The upshot of Fraser is that in Connecticut, a psychotherapist does assume a duty to control his psychiatric outpatient to prevent injury to third person if he knows or has reason to know that his patient will cause harm to that particular person. To establish that a psychotherapist knew or had reason that his patient would harm a particular patient, the person must prove that he was either a specifically identifiable victim of the patient, or at least a member of a class of the identifiable victims or within the zone of risk to an identifiable victim of the patient.
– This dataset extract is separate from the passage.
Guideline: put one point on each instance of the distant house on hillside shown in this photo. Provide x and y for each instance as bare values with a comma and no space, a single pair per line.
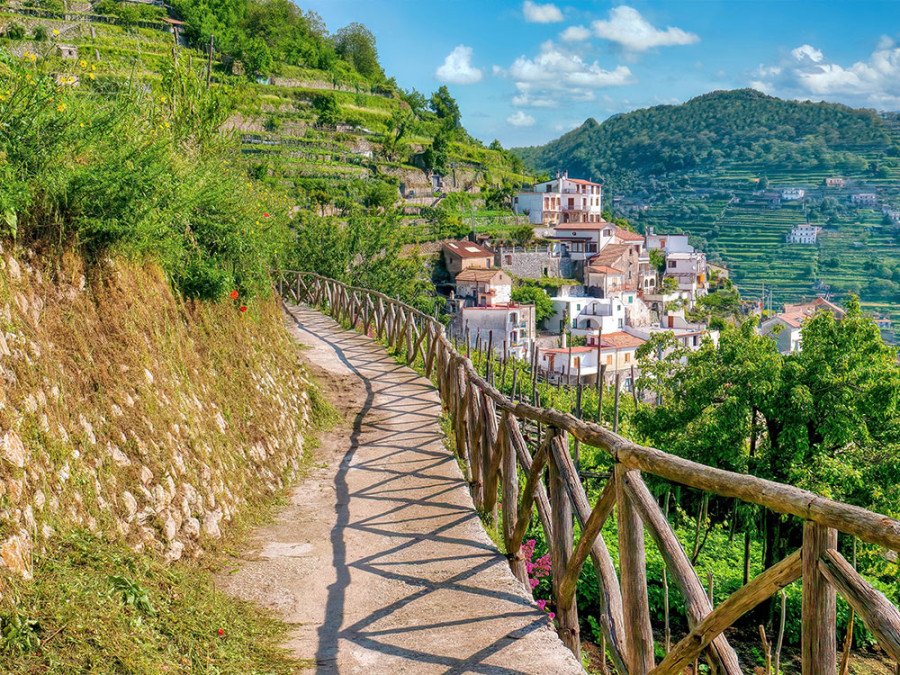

From these cases, we see that the psychiatrist in the case you describe could have a “duty to warn.” However, courts will likely find a violation of that duty only when a threat is direct, specifically related to an identified person, and highly likely to result in harm.

The duty of parents in such unfortunate situations is not governed by statute, but rather simply by the established principles of negligence law. Liability for negligence may be found when a person (1) has a duty of care, (2) breaches that duty, (3) the breach causes an injury, (4) which injury is foreseeable. Parents are not mental health professionals, and they would not have a duty of care, as a mental health professional may have, to predict the potential harm that a psychiatric disorder could cause. However, Legal Mailbag can envision a situation when specific facts would put even untrained persons (such as parents) on notice that there is a dangerous situation, and a failure to act in such a case that results in injury could well result in liability. Legal Mailbag joins you in hoping that such a circumstance never arises.